Bir ülkenin kalkınabilmesi için “güçlü kurumlar” olmazsa olmaz kabul ediliyor. Bu konuya siyasetçiler de iktisatçılar da böyle bakıyor. Ancak kurumların olmasının yalnız başına yetmediğini, bunun için “sanayileşme” olgusunun da şart olduğunu ileri sürüyorlar. Hatta dünyada zenginleşmiş ülkelerin aynı zamanda sanayileşmiş ülkeler olduğuna dikkat çekiliyor. Elbette tabii kaynak zengini ülkelerinde varlığı kabul görmüyor değil. Ancak tarihteki zenginleşmenin hep sanayi olduğunu söylüyor kayıtlar. Tarım toplumlarını ne yapacağız peki?
Sanayileşmenin tesadüfü olduğunu söyleyen hiç kimse çıkmadı bu güne dek. Sanayileşme kavramı yokken de “üretim” üzerine geliştirilen politikaların zaten sanayileşmeyi getirdiğini görüyoruz. Geçmişte bazı devletler dokuma sanayinin gelişmesi için ham yün ihracatını ve mamul ürün ithalatını yasakladılar. Hatta gemi sanayisinin gelişmesi için yabancı gemilerin kendi limanlarına yaklaşmasını yasaklayan ülkeler oldu. Elbette bunlar sanayileşmek isteyen ülke yöneticilerinin belli bir politika izleyerek kararlılıklarını ortaya koyuyor. Hollanda, İngiltere, Almanya, Japonya ve ABD gibi ülkelerin sanayi tarihlerine baktığımız zaman bu ve benzeri konuları rahatlıkla anlayabiliyoruz.
-Peki, hem sanayileşmek, hem gelirin adil dağılımını sağlayabilmek için hangi politikalar takip edilmeli? Teknoloji, bilim ve yenilik anlayışları nasıl senkronize edilmeli? Gelirin adil dağılımı kalkınmaya engel midir?
-Girişimcilerin önemi ne kadardır ve bu işin neresinde olacaklar? Önce ticari girişimciler mi, sinai girişimciler mi olacak? Dünyayı değiştirenlerin sinai girişimciler olduğu kabul edildiğine göre, neler yapılabilir?
-İyi kalkınmacı devlet mi, iyi girişimci özel sektör mü vazgeçilmezdir? Aşırı devletçi politikalar kaliteli sanayicinin yetişmesine engel olur mu?

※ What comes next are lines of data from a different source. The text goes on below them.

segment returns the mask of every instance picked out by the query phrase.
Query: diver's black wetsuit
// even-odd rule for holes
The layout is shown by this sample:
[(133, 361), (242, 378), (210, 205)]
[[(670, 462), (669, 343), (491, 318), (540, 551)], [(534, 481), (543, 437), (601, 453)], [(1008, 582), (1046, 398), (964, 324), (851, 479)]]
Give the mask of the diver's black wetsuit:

-Sonuç alıcı kalkınma atılımı için kaliteli sanayici yetiştirilmesine nasıl özen gösterebiliriz?
-Fakir ülkelerin hızlı kalkınma oranlarını kendiliğinden yakalayacağını ileri süren “Neoklasik Büyüme Teorisi” uzmanları doğru mu söylüyor? Yani ekonomi politikalarının önemi yok mudur? Daha çarpıcı olması için, bu anlayış hangi ülkeler için geçerlidir?

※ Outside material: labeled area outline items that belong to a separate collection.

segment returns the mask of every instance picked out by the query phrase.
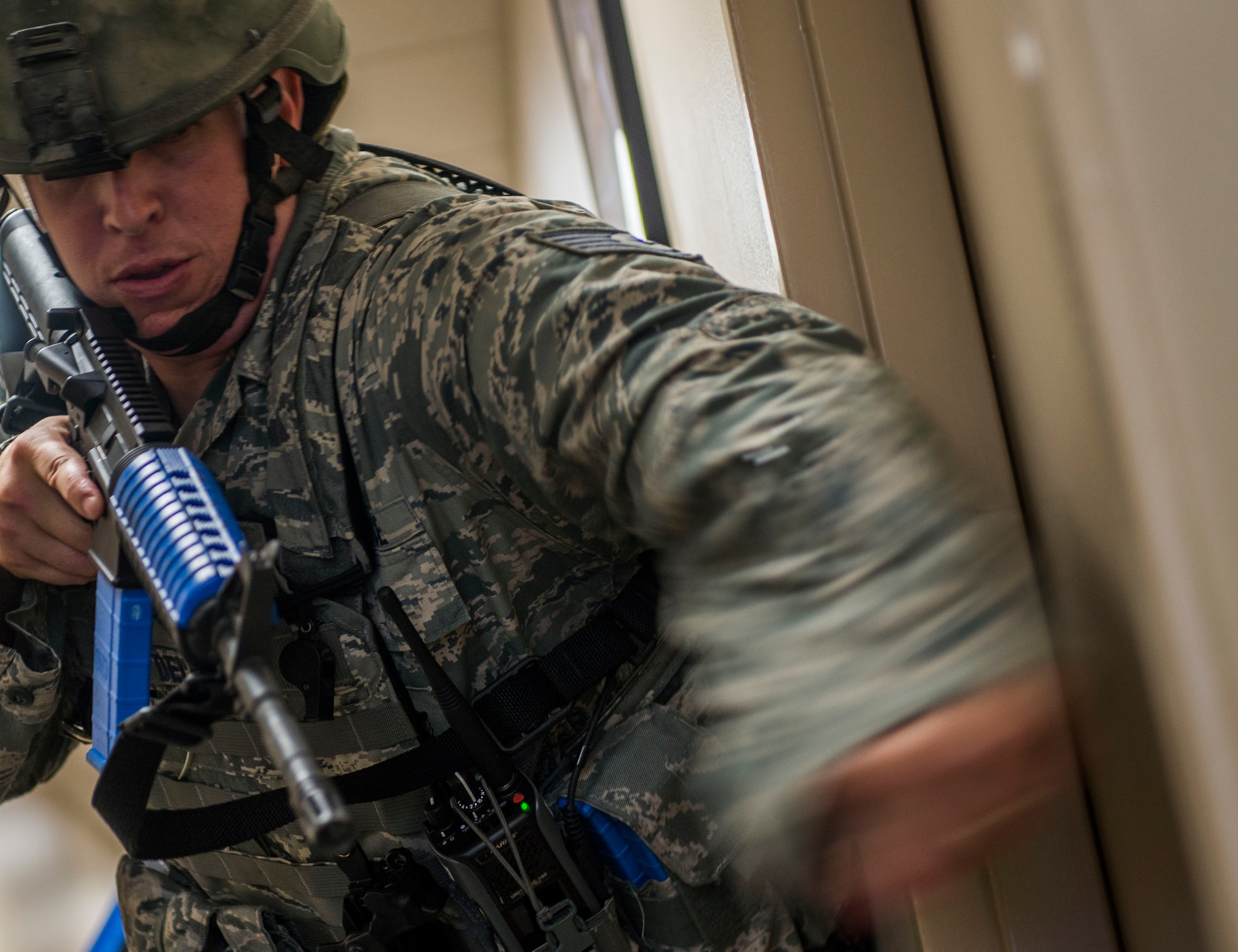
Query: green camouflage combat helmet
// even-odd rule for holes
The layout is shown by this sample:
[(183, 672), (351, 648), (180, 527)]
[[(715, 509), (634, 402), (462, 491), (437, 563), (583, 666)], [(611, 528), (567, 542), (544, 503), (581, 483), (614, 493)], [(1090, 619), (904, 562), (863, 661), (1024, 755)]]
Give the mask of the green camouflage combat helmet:
[(0, 172), (121, 167), (272, 69), (306, 82), (316, 135), (348, 45), (328, 0), (0, 0)]
[[(348, 41), (329, 0), (0, 0), (0, 31), (2, 173), (115, 172), (228, 100), (244, 103), (250, 202), (223, 287), (156, 338), (115, 315), (147, 350), (210, 347), (261, 291), (275, 206), (331, 166), (316, 137), (343, 95)], [(306, 80), (300, 130), (266, 82), (281, 67)], [(272, 178), (276, 156), (290, 167)]]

-Mutlu olmaktan ne anlıyoruz? Çok üreterek veya çok tüketerek mutlu olmak bir hedef midir? Bunu başaran insanlar mı mutlu oluyor, yoksa bunu başaran şirketler mi?
-Çok üretim yapmakla sömürgecilik ve köleleştirme arasında, çok tüketmekle de modernleşme arasında ne kadar ilişki vardır?
-Tüketim kültürü içerisinde, dindarla dindar olmayan insanın arasında farklılıklar var mı?
-Hedefimiz çok üretip çok tüketmek midir? Bunlarla mutluluk arasında ilişki nasıl olmalıdır?
-“Kapitalizm ile sınırsız üretim ve tüketim alışkanlığı, insanlığın gelişebileceği ortamın altını oyuyor” anlayışı doğru mudur?
-Para ve rahat yaşama tutkusunun insanları dönüştürdüğüne inanıyor musunuz? Para ve rahatlık, farklılıkları olumlu yönde mi, olumsuz yönde mi törpüler?
-Siyasetle sermaye arasında nasıl bir ilişki kurulabilir?
Sorulacak daha çok sorular ve verilecek cevaplar var elbette.